The SHA conducted a wholesale review of acute services in the region in which it considered eight areas, including maternity care, children's health, acute care and mental health.

The Government had outlined an intention to create more centralised care.

Fears were raised for the future of the West Suffolk Hospital when Addenbrooke's Hospital in Cambridge was set to double in size after being granted permission to undergo development to become “a super regional hospital” by 2010.

This immediately sparked concerns that other hospitals in the region could suffer cuts.

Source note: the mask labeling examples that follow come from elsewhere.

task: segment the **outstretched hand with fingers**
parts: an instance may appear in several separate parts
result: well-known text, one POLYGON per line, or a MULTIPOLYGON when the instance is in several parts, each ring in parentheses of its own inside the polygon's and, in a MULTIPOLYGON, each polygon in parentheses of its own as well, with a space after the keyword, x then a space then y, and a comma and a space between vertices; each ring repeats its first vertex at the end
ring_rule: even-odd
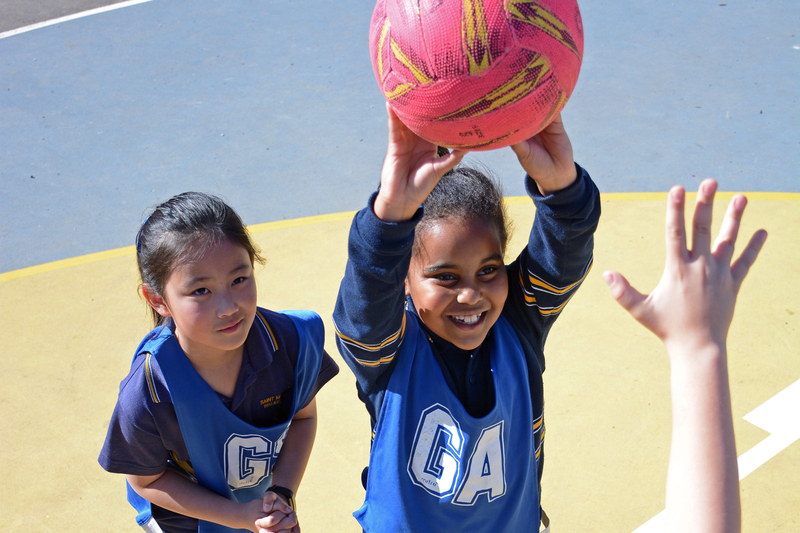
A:
POLYGON ((385 222, 409 220, 439 178, 458 164, 467 152, 453 151, 437 157, 436 145, 408 129, 386 104, 389 146, 381 172, 381 189, 375 215, 385 222))
POLYGON ((725 346, 736 296, 766 239, 756 232, 738 259, 734 244, 747 199, 731 200, 719 235, 711 244, 711 215, 717 183, 705 180, 697 193, 692 220, 692 247, 687 248, 685 192, 674 187, 667 205, 667 259, 661 281, 649 295, 630 286, 616 272, 604 273, 612 296, 667 346, 698 348, 706 343, 725 346), (692 346, 693 345, 693 346, 692 346))
POLYGON ((641 294, 616 272, 603 274, 617 302, 655 333, 669 354, 672 443, 666 523, 670 532, 741 530, 727 336, 739 288, 767 233, 757 231, 731 262, 747 199, 733 197, 712 245, 716 190, 714 180, 700 184, 691 249, 686 245, 685 192, 681 187, 670 191, 666 265, 652 293, 641 294))

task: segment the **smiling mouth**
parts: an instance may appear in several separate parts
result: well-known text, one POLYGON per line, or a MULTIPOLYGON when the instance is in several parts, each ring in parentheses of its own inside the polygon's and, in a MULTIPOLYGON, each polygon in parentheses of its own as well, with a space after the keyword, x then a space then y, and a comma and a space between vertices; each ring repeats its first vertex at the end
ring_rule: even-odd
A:
POLYGON ((220 331, 223 332, 223 333, 236 331, 236 329, 239 327, 239 324, 241 324, 241 323, 242 323, 242 321, 239 320, 239 321, 235 322, 234 324, 231 324, 230 326, 222 328, 220 331))
POLYGON ((450 315, 450 319, 455 322, 456 324, 463 324, 465 326, 474 326, 483 318, 486 314, 484 311, 479 315, 450 315))

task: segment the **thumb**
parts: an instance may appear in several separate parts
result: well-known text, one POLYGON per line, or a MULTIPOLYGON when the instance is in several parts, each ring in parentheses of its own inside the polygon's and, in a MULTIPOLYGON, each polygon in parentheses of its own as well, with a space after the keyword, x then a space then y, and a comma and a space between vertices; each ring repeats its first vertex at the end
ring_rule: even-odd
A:
POLYGON ((645 296, 631 287, 625 276, 619 272, 607 270, 603 272, 603 280, 605 280, 611 290, 611 296, 617 303, 632 315, 636 315, 636 309, 644 301, 645 296))
POLYGON ((466 150, 453 150, 449 154, 437 157, 433 160, 434 173, 441 178, 459 164, 468 153, 466 150))

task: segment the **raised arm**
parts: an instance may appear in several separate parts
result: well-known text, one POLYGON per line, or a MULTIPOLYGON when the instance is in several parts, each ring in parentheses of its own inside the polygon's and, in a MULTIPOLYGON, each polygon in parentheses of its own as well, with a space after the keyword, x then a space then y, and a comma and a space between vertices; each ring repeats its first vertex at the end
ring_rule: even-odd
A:
POLYGON ((538 135, 512 146, 536 205, 528 245, 509 265, 507 316, 539 354, 547 333, 592 265, 600 195, 573 161, 561 117, 538 135))
POLYGON ((389 139, 381 186, 350 228, 348 260, 334 310, 337 346, 362 392, 391 363, 404 329, 404 282, 419 206, 464 157, 437 157, 387 105, 389 139))
POLYGON ((672 394, 672 445, 667 473, 667 530, 741 530, 739 476, 728 387, 727 336, 736 296, 767 237, 756 232, 731 263, 744 196, 735 196, 713 246, 711 213, 717 183, 697 193, 692 247, 684 225, 685 193, 667 203, 667 258, 655 290, 643 295, 616 272, 605 272, 612 296, 667 348, 672 394))

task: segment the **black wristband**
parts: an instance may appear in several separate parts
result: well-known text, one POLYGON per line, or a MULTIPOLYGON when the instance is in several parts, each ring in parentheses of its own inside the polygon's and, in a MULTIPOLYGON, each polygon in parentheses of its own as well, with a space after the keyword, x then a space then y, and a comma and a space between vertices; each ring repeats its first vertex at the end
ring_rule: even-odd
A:
POLYGON ((289 505, 292 507, 292 509, 296 509, 296 507, 294 506, 294 492, 292 492, 291 489, 287 489, 286 487, 281 487, 280 485, 273 485, 270 488, 268 488, 267 491, 274 492, 275 494, 280 494, 281 496, 284 496, 289 501, 289 505))

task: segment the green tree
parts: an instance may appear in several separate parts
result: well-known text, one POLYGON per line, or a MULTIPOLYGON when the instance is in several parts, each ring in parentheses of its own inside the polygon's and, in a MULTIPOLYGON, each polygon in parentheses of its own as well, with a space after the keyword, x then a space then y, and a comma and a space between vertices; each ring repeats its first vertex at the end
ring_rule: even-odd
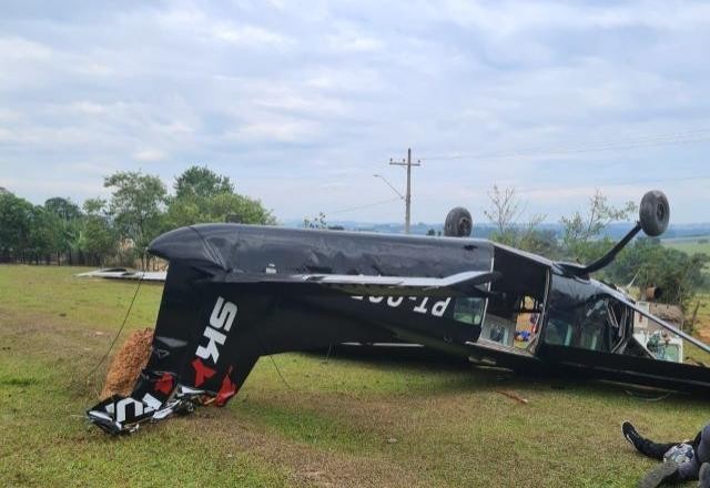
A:
POLYGON ((205 222, 236 221, 245 224, 275 224, 276 220, 258 200, 234 191, 227 176, 205 166, 192 166, 175 179, 175 196, 169 199, 169 227, 205 222))
POLYGON ((191 166, 175 179, 175 199, 211 199, 224 193, 234 193, 229 176, 222 176, 207 166, 191 166))
POLYGON ((30 257, 39 264, 43 260, 47 264, 50 256, 57 252, 61 242, 61 222, 57 215, 48 212, 43 206, 36 205, 30 211, 27 251, 30 257))
POLYGON ((562 217, 562 246, 568 258, 580 263, 601 256, 611 245, 604 235, 611 222, 628 220, 637 210, 633 202, 621 207, 611 206, 607 197, 597 190, 589 199, 585 214, 576 211, 569 217, 562 217))
POLYGON ((306 228, 328 228, 328 223, 325 220, 325 214, 323 212, 318 212, 318 214, 313 218, 304 217, 303 226, 306 228))
POLYGON ((686 309, 707 285, 702 268, 708 262, 706 254, 689 255, 663 246, 657 238, 639 237, 619 254, 607 275, 617 283, 632 282, 640 289, 660 287, 661 302, 686 309))
POLYGON ((118 251, 118 236, 111 226, 105 200, 89 199, 84 202, 79 248, 92 264, 103 266, 118 251))
POLYGON ((524 251, 549 255, 556 252, 556 240, 538 230, 545 215, 532 214, 525 218, 525 204, 515 187, 499 189, 494 185, 488 192, 489 206, 484 215, 494 225, 490 240, 524 251), (521 222, 526 221, 526 222, 521 222))
POLYGON ((61 264, 63 253, 67 253, 69 264, 72 264, 72 252, 79 246, 79 230, 83 217, 81 209, 69 199, 54 196, 44 202, 44 210, 59 220, 58 238, 53 250, 57 253, 57 264, 61 264))
POLYGON ((0 193, 0 260, 24 261, 33 206, 10 192, 0 193))
POLYGON ((164 231, 165 185, 158 177, 141 172, 118 172, 103 185, 112 189, 110 215, 121 240, 130 240, 144 268, 150 258, 150 242, 164 231))

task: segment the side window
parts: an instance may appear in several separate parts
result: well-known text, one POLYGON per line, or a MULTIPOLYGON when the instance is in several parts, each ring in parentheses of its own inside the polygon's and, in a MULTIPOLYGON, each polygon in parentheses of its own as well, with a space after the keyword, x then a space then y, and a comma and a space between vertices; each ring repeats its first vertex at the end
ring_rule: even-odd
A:
POLYGON ((454 319, 469 325, 480 325, 484 316, 485 298, 464 296, 455 298, 454 319))
POLYGON ((550 307, 545 342, 547 344, 610 352, 623 337, 625 309, 613 299, 597 295, 570 308, 550 307))

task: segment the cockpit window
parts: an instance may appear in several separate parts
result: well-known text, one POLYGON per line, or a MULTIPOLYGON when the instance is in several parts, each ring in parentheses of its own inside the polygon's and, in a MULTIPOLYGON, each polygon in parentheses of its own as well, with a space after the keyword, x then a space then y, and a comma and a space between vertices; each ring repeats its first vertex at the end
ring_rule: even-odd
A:
POLYGON ((545 343, 600 352, 620 343, 627 307, 609 295, 589 295, 588 289, 572 278, 552 277, 545 343))
POLYGON ((480 325, 485 304, 485 298, 470 296, 456 298, 454 303, 454 319, 464 324, 480 325))

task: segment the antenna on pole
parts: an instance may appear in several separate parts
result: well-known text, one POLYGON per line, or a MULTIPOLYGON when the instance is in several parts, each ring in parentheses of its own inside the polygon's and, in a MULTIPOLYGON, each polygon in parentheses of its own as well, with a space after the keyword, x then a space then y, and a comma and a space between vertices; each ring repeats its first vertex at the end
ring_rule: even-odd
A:
MULTIPOLYGON (((405 214, 404 214, 404 233, 409 233, 409 225, 412 223, 412 166, 420 166, 422 161, 417 160, 416 163, 412 162, 412 148, 407 149, 407 159, 402 161, 395 161, 389 157, 389 164, 393 166, 407 166, 407 192, 404 197, 405 214)), ((399 193, 399 192, 397 192, 399 193)))

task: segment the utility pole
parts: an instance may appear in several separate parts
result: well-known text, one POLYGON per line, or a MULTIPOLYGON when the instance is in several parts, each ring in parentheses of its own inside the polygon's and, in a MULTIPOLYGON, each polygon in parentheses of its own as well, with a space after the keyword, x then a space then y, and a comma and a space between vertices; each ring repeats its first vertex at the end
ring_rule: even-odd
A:
POLYGON ((409 233, 409 224, 412 222, 412 166, 420 166, 422 161, 417 160, 416 163, 412 163, 412 148, 407 149, 407 159, 395 161, 389 157, 389 164, 395 166, 407 166, 407 193, 404 199, 405 214, 404 214, 404 232, 409 233))

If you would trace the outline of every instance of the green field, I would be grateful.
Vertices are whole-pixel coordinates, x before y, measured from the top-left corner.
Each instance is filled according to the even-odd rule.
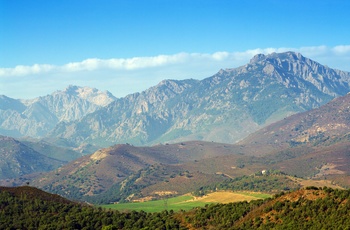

But reacting to the SHA's announcement yesterday, a spokesman for the West Suffolk Hospital said: “This is not news to West Suffolk Hospital as there have never been any plans to close the A&E department.”

Key proposals of the Towards the Best, Together plan include a focus on prevention as well as treating illnesses, new investment in staff and waiting time guarantees, maintaining hospitals' maternity services, and better access to local services such as dentists, GPs and diagnostics.

There will also be a push for more care to be delivered locally where possible, new and improved services for stroke, heart attack and major trauma in dedicated centres and personal care plans for those who have long term conditions.

Dr Robert Winter, medical director of NHS East of England and clinical champion for Towards the Best, Together, said: “This vision is based on a clear case for change that energised both me and my clinical colleagues who recognised that in too many areas we are not delivering the best we can for people who use NHS services.

“It promises a sustainable future for district general hospitals across the region with all acute trusts providing both A&E and maternity services, but recognises that many people want routine services closer to home rather than in major acute hospitals.”

Members of the public have until August 4 to comment on the proposals either by writing in or visiting the East of England NHS website.

More than 50 meetings with clinical and patient groups have also been arranged ahead of a meeting on September 25 when the final vision will be agreed.